De acordo com tal pressuposto, julgamos ser necessário nos voltarmos para os próprios filmes, com o intuito de identificar algumas continuidades no interior dessa produção recente que poderiam constituir as balizas para a análise pretendida.

A partir da observação atenta de boa parte dos documentários selecionados em nosso recorte, acreditamos ser interessante propor três eixos centrais para orientar a análise, os quais serão melhor explicitados e desenvolvidos na próxima seção desse artigo, e que consistem em: (1) análise do efeito arquivo; (2) análise da mise en scène do comentário; (3) análise da poética da entrevista. Vale dizer que a delimitação de cada um desses eixos não implica, no entanto, na dissociação entre esses elementos no momento da análise, tendo em vista que, na maioria das vezes, eles atuam de maneira simultânea e articulada na materialidade fílmica.

No sentido de colocar à prova os três eixos propostos, será considerada, na sequência do texto, como sua presença se manifesta em três filmes latino americanos recentes, no sentido de vislumbrar, ainda que brevemente, as potencialidades audiovisuais de tais elementos em nosso corpus de pesquisa. A escolha dos filmes, diferente do ocorrido em etapas anteriores da investigação (COELHO, 2016; 2017), não teve como foco a centralidade da temática migratória na cena, mas sim a expressividade e interesse de cada um dos elementos que nos propomos a analisar (arquivos, comentários e entrevistas).

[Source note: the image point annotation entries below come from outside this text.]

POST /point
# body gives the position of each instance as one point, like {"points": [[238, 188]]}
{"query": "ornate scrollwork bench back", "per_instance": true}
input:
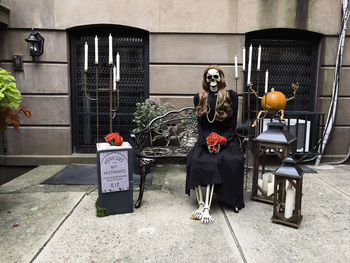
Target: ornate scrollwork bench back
{"points": [[169, 136]]}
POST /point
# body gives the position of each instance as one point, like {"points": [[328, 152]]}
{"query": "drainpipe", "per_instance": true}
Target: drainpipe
{"points": [[335, 92]]}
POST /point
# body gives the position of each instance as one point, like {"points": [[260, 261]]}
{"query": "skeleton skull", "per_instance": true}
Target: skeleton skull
{"points": [[213, 76]]}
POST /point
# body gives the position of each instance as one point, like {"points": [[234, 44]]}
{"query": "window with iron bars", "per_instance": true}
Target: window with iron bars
{"points": [[290, 56], [91, 117]]}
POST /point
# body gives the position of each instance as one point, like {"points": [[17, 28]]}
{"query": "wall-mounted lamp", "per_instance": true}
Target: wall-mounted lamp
{"points": [[35, 44]]}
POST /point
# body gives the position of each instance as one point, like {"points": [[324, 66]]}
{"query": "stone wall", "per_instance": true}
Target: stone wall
{"points": [[185, 36]]}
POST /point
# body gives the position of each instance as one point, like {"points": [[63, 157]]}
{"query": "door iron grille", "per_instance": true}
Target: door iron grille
{"points": [[290, 56], [91, 119]]}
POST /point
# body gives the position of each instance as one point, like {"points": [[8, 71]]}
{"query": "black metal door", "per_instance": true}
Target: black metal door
{"points": [[90, 118]]}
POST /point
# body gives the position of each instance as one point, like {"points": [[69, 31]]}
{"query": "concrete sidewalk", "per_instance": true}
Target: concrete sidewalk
{"points": [[41, 223]]}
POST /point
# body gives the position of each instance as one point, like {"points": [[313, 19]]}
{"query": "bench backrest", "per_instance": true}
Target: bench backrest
{"points": [[175, 128]]}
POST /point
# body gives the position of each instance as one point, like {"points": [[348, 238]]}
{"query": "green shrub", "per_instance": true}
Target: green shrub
{"points": [[147, 111]]}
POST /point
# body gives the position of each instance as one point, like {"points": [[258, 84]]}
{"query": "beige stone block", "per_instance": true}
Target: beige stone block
{"points": [[198, 16], [142, 14], [40, 78], [195, 48], [325, 83], [47, 110], [329, 49], [186, 79], [343, 113], [324, 16], [12, 42], [320, 16], [31, 13], [339, 141], [264, 14], [39, 140]]}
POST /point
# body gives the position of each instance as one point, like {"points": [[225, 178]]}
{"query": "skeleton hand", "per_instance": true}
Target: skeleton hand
{"points": [[206, 218]]}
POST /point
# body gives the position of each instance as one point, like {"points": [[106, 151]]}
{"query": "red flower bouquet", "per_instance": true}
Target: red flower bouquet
{"points": [[214, 141], [114, 139]]}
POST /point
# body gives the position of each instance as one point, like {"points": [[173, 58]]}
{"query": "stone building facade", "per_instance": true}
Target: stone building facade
{"points": [[184, 36]]}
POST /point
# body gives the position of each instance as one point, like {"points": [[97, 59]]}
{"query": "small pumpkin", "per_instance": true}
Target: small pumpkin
{"points": [[275, 101]]}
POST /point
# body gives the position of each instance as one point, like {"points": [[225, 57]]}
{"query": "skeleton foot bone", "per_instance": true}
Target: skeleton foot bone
{"points": [[202, 213]]}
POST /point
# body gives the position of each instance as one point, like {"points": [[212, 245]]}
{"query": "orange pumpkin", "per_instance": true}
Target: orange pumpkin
{"points": [[275, 101]]}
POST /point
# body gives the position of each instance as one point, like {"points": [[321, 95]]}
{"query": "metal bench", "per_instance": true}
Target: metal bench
{"points": [[170, 136]]}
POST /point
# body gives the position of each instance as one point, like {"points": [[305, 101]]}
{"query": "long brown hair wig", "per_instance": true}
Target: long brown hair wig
{"points": [[223, 108]]}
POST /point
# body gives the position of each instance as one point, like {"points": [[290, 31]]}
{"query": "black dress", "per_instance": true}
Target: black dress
{"points": [[225, 169]]}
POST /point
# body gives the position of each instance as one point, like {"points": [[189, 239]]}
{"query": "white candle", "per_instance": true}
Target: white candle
{"points": [[243, 59], [236, 68], [85, 57], [249, 63], [118, 67], [265, 182], [114, 78], [96, 50], [259, 58], [260, 182], [110, 58], [271, 178], [290, 202], [270, 189], [266, 81]]}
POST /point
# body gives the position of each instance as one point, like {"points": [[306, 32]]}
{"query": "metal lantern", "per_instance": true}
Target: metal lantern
{"points": [[282, 143], [35, 44], [287, 194]]}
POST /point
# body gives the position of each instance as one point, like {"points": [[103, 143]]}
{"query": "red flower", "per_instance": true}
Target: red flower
{"points": [[109, 138], [213, 140], [114, 139]]}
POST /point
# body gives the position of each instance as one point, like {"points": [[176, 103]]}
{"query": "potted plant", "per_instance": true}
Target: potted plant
{"points": [[10, 99], [147, 111]]}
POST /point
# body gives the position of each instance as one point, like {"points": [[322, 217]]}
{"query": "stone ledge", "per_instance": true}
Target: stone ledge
{"points": [[4, 14], [23, 160]]}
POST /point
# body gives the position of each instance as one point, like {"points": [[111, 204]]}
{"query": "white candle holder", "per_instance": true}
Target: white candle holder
{"points": [[287, 200]]}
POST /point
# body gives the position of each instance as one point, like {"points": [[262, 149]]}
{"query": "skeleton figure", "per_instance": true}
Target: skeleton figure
{"points": [[213, 85]]}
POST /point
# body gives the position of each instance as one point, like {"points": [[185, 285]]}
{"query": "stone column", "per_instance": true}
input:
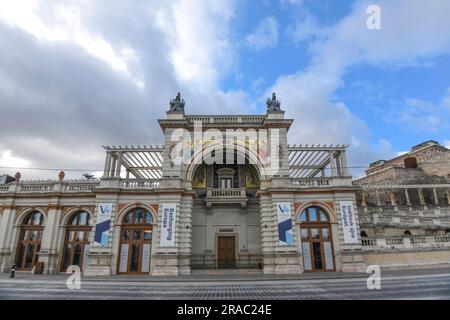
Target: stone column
{"points": [[118, 165], [392, 198], [102, 261], [278, 259], [344, 164], [49, 253], [436, 200], [6, 232], [113, 167], [332, 164], [107, 170], [363, 199], [377, 192], [421, 198], [408, 201], [268, 230], [166, 259]]}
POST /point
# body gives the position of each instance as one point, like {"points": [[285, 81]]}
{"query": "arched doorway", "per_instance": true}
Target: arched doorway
{"points": [[317, 244], [76, 239], [135, 241], [29, 241]]}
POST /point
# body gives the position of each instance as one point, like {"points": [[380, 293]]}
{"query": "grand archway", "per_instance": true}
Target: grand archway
{"points": [[29, 241], [316, 239], [136, 241], [76, 240], [226, 224]]}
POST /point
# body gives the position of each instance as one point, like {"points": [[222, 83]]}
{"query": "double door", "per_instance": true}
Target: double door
{"points": [[317, 248], [226, 252], [135, 249]]}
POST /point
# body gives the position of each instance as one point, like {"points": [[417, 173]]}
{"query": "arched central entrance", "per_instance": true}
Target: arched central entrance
{"points": [[136, 241], [317, 245], [76, 240], [29, 241], [226, 224]]}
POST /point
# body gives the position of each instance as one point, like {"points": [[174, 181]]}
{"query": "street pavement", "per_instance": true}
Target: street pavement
{"points": [[420, 284]]}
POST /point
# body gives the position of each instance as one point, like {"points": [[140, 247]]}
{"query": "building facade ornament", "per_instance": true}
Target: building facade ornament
{"points": [[273, 104], [177, 104]]}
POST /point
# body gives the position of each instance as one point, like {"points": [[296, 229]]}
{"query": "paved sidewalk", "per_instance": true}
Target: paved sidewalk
{"points": [[229, 277]]}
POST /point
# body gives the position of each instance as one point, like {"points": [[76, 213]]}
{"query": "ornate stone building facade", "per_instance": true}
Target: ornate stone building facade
{"points": [[404, 209], [187, 207]]}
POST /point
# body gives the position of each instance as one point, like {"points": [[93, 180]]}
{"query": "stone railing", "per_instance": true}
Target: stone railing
{"points": [[226, 119], [415, 242], [225, 193], [81, 186], [403, 221], [215, 196], [322, 182], [140, 183], [312, 182], [51, 186]]}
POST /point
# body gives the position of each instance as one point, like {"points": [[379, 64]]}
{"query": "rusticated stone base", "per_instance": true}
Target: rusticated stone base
{"points": [[352, 261], [282, 263], [50, 260], [5, 261], [165, 265], [99, 265]]}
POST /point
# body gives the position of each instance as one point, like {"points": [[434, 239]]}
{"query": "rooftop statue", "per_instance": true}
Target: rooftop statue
{"points": [[273, 104], [177, 104]]}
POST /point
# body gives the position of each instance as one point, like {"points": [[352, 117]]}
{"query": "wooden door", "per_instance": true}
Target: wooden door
{"points": [[226, 252], [135, 250]]}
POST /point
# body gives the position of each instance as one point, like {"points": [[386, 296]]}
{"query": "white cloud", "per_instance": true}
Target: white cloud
{"points": [[422, 116], [77, 75], [411, 32], [305, 29], [7, 159], [447, 143], [265, 35], [292, 2]]}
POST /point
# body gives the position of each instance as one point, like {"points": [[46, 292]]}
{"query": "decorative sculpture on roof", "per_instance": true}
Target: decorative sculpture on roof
{"points": [[273, 104], [177, 104]]}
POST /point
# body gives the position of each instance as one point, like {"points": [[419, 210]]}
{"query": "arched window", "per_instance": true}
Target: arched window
{"points": [[316, 239], [76, 240], [29, 241], [135, 241], [314, 215], [138, 216]]}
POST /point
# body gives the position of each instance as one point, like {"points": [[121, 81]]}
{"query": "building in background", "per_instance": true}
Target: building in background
{"points": [[270, 207], [404, 209]]}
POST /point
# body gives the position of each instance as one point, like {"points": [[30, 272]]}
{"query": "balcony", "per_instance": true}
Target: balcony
{"points": [[401, 243], [226, 196], [413, 219], [322, 182], [51, 186]]}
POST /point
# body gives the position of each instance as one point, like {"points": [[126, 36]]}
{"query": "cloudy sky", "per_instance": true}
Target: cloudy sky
{"points": [[76, 75]]}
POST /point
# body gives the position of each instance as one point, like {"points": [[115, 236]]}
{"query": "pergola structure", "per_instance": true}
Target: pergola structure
{"points": [[146, 162], [142, 162], [317, 161]]}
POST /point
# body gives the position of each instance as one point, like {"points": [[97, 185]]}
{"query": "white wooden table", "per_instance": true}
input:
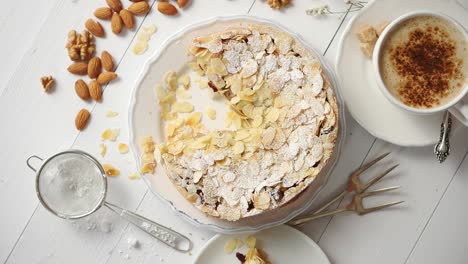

Sendo assim, na consideração de No intenso agora (2017), filme de João Moreira Salles, composto quase que exclusivamente por uma sucessão de arquivos de naturezas diversas, cuja apreensão é guiada incessantemente pela narração do cineasta, o foco da análise será justamente perceber de que modos a relação peculiar entre sons e imagens no filme afeta o espectador. Mais do que isso, interessa perceber de que modos essa articulação permite construir uma experiência que transita, de forma complexa, entre a dimensão familiar e contextos políticos e históricos mais amplos em que a história do diretor de algum modo se viu inserida, no período em que a família viveu na França.

Já na análise de Allende, mi abuelo Allende (Tambutti, 2015), realizado pela neta do líder político e ex-presidente chileno, Salvador Allende, estará em relevo, sobretudo, a dimensão pública de uma memória silenciada e a busca da diretora, – especialmente materializada nas diferentes entrevistas e interações com seus familiares –, por uma reconciliação com um passado que passa pela busca dos arquivos que poderiam recompor o álbum da família.

Por fim, no último exemplo analisado, o documentário Amazona (2016), realizado pela cineasta colombiana Clare Weinskopf com a colaboração de seu marido, Nicolas van Hemelryck, a dimensão da encenação e, especialmente, a da entrevista, estarão no centro da análise, sem perder de vista as inserções que a cineasta realiza, ao longo do filme, de arquivos do passado (nesse caso, exclusivamente, familiares), assim como a forma como ela compartilha, especialmente com sua mãe, o espaço da narração.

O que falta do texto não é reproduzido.